Aqui descrevi há dias a situação por que passa o Brasil como sendo de "instabilidade política e social".

Creio que o "diagnóstico" apresentado não foi demasiadamente arriscado, nem pessimista, já que não são poucas as vozes a alertarem que o momento actual da vida brasileira é, na verdade, um perigo para o próprio regime democrático do país.

Ora, apesar dos mais de sete mil quilómetros que me separam – enquanto cidadão a viver em Portugal – do Brasil, creio que o país ainda é – apesar de todas as dificuldades que lembrei já – uma espécie de abrigo e de refúgio para cidadãos de países vizinhos também pouco 'afortunados' (para não dizer mais…): vi, não há muito tempo, imagens televisivas documentando a 'invasão' de pessoas oriundas da Venezuela.
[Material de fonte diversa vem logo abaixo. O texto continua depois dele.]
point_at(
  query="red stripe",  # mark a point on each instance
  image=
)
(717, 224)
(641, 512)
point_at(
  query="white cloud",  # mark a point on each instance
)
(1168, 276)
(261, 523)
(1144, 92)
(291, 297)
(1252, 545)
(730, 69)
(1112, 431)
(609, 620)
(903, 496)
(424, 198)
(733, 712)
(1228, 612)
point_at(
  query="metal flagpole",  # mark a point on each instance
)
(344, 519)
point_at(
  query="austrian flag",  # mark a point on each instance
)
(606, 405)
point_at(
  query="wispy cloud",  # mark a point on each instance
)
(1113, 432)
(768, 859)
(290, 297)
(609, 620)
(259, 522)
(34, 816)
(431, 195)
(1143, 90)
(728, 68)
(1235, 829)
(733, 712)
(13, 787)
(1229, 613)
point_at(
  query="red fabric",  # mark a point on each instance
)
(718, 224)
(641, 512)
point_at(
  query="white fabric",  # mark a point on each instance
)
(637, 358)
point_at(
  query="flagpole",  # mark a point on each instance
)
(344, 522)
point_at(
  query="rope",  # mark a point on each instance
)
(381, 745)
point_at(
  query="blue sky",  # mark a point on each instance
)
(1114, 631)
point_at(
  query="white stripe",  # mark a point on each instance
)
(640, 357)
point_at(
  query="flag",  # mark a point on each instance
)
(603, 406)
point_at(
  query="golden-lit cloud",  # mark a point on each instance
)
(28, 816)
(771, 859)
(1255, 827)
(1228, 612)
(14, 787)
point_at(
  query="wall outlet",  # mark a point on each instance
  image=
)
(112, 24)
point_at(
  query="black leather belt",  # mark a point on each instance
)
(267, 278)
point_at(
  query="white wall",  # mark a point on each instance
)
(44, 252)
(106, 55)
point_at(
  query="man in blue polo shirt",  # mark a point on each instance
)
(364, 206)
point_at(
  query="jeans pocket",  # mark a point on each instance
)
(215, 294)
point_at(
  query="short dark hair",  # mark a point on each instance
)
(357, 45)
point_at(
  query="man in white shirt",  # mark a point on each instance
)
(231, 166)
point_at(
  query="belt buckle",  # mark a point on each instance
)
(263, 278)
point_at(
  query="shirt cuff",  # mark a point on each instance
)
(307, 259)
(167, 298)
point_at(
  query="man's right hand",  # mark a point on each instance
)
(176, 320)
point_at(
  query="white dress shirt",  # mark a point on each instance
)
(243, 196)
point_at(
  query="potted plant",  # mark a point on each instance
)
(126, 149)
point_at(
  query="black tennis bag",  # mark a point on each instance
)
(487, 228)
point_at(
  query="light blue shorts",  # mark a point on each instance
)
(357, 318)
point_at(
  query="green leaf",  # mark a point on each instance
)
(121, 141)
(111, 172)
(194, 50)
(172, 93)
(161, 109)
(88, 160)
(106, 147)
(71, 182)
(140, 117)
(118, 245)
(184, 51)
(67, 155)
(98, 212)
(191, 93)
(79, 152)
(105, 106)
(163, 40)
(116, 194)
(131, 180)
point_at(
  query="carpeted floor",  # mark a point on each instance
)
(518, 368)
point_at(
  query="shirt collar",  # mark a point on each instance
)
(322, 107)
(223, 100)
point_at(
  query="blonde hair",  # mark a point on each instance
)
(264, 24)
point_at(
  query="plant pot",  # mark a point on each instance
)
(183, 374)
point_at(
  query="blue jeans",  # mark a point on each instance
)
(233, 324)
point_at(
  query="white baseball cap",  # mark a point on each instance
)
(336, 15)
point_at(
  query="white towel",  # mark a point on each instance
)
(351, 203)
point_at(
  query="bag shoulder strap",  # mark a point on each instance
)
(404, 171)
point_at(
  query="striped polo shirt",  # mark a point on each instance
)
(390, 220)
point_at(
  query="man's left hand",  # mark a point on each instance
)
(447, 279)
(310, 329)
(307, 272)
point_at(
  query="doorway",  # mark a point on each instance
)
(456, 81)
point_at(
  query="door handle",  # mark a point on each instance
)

Pois bem, li, há também não muito tempo, o seguinte:


"Que tal aprender um novo idioma com um refugiado? Estão abertas as inscrições para os cursos regulares de inglês, francês e espanhol do 2º semestre no ***** *****. As aulas começam no dia 11 de agosto. Aqui, refugiados no Brasil são capacitados para darem aulas de idiomas em que são fluentes. (...) Muito mais do que o ensino de línguas, o objetivo dos cursos é permitir a imersão dos alunos na cultura dos professores e viabilizar a integração social e a geração de renda [rendimento] para os refugiados que encontram abrigo no Brasil".


Refugiados a ensinar?

É uma excelente ideia!

Creio, até, que para além desse 'mero' acto de ensinar ser dirigido (segundo percebi) para cidadãos 'normais' e 'comuns' poderia ser um exemplo para pessoal político de todo o mundo: como cheguei a ler nas páginas de um jornal português, o então (e actual) presidente norte-americano Donald Trump, no seu encontro com a então primeira-ministra britânica Theresa May, referiu que a imigração é "má" e "triste" para a Europa pelo facto de "alterar a sua cultura" (e por contribuir, disse, para o 'crescimento' da ameaça terrorista).